Familia, estado y mercado: instituciones que han sido legitimadas por el Derecho para mantener la dominación masculina sobre nuestros cuerpos y territorios
Matrimonio, herencia, reforma agraria de mercado o mediante la compra y venta en una economía transnacional de tierras dominada por el agronegocio. Familia, estado y mercado: instituciones que han sido legitimadas por el Derecho para mantener la dominación masculina sobre nuestros cuerpos y territorios. Es más, el reconocimiento del derecho humano a la tierra además de tardío, no solo se vincula al derecho DE propiedad —entendido como garantía—, sino que al derecho A LA propiedad, es decir, el derecho de acceso. En la práctica esto supone naturalizar y dar por sentada la injusta distribución territorial entre hombres y mujeres.
Que las mujeres no podamos disponer de un cachito de tierra sin relacionarnos con los hombres y sus instituciones no es un fenómeno nuevo, mucho menos una imperfección accidental de la construcción democrática contemporánea. En Abya Yala la escasa titularidad rural de las mujeres remonta a la colonización, que ha sido imprescindible para garantizar la concentración de tierras en las manos masculinas invasoras.
Ya en aquel entonces el acceso a la tierra era utilizado como moneda de trueque para el reconocimiento de derechos civiles a las mujeres y como parte de la estrategia de expansión de las fronteras colonialistas, que no actuaba solo sobre la tierra, sino sobre el cuerpo de las mujeres, personas empobrecidas y esclavizadas, niñas y animales que se utilizaban en el modelo de agricultura extensiva.

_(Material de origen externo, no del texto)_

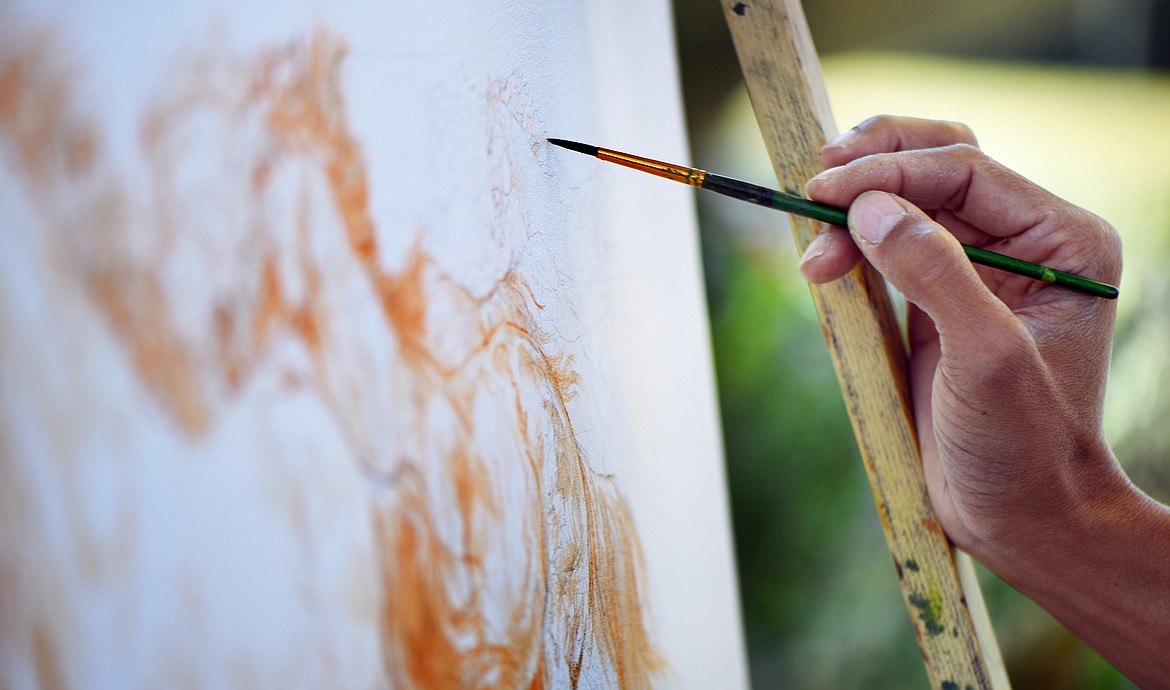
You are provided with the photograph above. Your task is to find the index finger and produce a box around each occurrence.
[807,143,1122,287]
[822,115,979,167]
[808,143,1055,239]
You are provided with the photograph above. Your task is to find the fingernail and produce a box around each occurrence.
[825,128,858,150]
[798,230,830,267]
[851,192,907,245]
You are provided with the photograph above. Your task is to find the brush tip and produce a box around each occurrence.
[547,138,599,157]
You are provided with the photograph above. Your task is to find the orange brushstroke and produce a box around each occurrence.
[377,248,433,368]
[1,14,664,690]
[0,21,211,433]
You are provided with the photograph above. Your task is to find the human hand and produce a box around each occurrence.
[797,116,1127,573]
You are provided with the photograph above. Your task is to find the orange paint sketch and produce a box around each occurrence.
[0,16,664,690]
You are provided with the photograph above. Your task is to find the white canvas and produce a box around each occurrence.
[0,1,747,688]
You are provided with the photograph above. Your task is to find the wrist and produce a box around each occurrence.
[978,449,1170,687]
[983,442,1136,581]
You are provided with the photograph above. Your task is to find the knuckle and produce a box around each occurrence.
[1047,206,1124,282]
[1086,213,1121,252]
[1082,211,1123,280]
[878,212,951,276]
[855,114,892,133]
[943,142,984,162]
[856,114,916,149]
[944,121,978,147]
[932,143,987,182]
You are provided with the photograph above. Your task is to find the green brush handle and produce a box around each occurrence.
[764,188,1119,300]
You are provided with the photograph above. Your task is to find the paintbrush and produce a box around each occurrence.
[547,138,1119,300]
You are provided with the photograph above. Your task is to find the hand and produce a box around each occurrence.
[799,114,1170,689]
[799,116,1127,566]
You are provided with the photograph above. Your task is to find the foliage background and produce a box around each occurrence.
[670,1,1170,687]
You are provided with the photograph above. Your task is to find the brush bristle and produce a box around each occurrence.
[547,138,599,157]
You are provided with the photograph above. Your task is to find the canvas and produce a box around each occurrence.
[0,1,747,687]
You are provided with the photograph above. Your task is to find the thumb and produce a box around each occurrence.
[848,191,1010,338]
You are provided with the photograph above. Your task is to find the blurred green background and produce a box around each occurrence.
[670,1,1170,687]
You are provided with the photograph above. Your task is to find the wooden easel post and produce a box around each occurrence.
[718,1,1011,687]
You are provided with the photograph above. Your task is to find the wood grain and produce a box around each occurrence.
[718,1,1011,687]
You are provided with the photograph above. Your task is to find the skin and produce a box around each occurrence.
[799,115,1170,688]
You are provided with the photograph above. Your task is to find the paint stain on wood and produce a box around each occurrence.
[908,587,946,637]
[0,15,662,689]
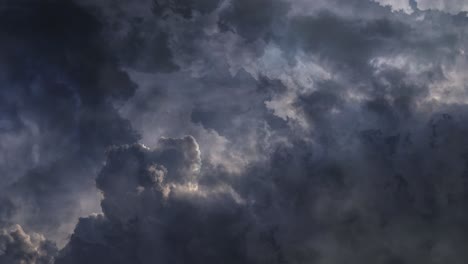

Un proyecto civilizatorio que expulsa y explota todo lo que es vivo y ajeno al dominio masculino y que ha forjado muchos de los estados-naciones latinoamericanos y de otros pueblos subalternos a lo largo y ancho del planeta. Un espolio heteropatriarcal originario que, acompañado del proyecto supremacista de blanqueamiento poblacional, es incorporado y perfeccionado por la acumulación capitalista persistiendo, conforme enseña Nancy Fraser, hasta la actualidad.
No es casual que apenas conozcamos fincas encabezadas y cultivadas por mujeres. Nos han robado nuestras tierras. Nos han desterrado y lo saben
Por tanto, no es casual que apenas conozcamos fincas encabezadas y cultivadas por mujeres. Nos han robado nuestras tierras. Nos han desterrado y lo saben. Y para asegurar este cautiverio, nos han impuesto su división (hetero)sexual del trabajo, cuyos efectos además hemos aprendido a llamar amor. Un saqueo territorial legitimado por los propios fundamentos del Estado de Derecho, arraigados a un contrato social que no es más que la historia de la libertad y de la hermandad entre los hombres.
Al final, según explica Carole Pateman, el contrato social solo ha podido existir a partir de un contrato previo e implícito que es el contrato sexual. Contrato que ha permitido que los hombres regulen y accedan a los cuerpos de las mujeres, a la vez que impide que estas tengan pleno acceso a la participación política y a la ciudadanía en las sociedades modernas. Monique Wittig da un paso más y le nombra “contrato heterosexual”, ya que considera las mujeres seres apropiados y apropiables y, por tanto, desposeídas de reciprocidad contractual.
En un escenario global ampliamente violento, belicista y de ascención de la ultra-derecha, la eficacia del derecho humano de las mujeres a la tierra no puede seguir siendo una retórica vacía para la consolidación del monólogo de la razón masculina occidental. Obstaculizarnos el acceso a la tierra atiende a una organización geopolítica sexista y racista del poder. Nuestro desafío es, por tanto, visibilizar y desestabilizar este sistema de dominación múltiple de la vida, disputando y legitimando otros modelos que ya florecen en la praxis de la (r)existencia feminista de los movimientos de mujeres, los cuales difícilmente acceden al monopolio jurídico de la organización territorial.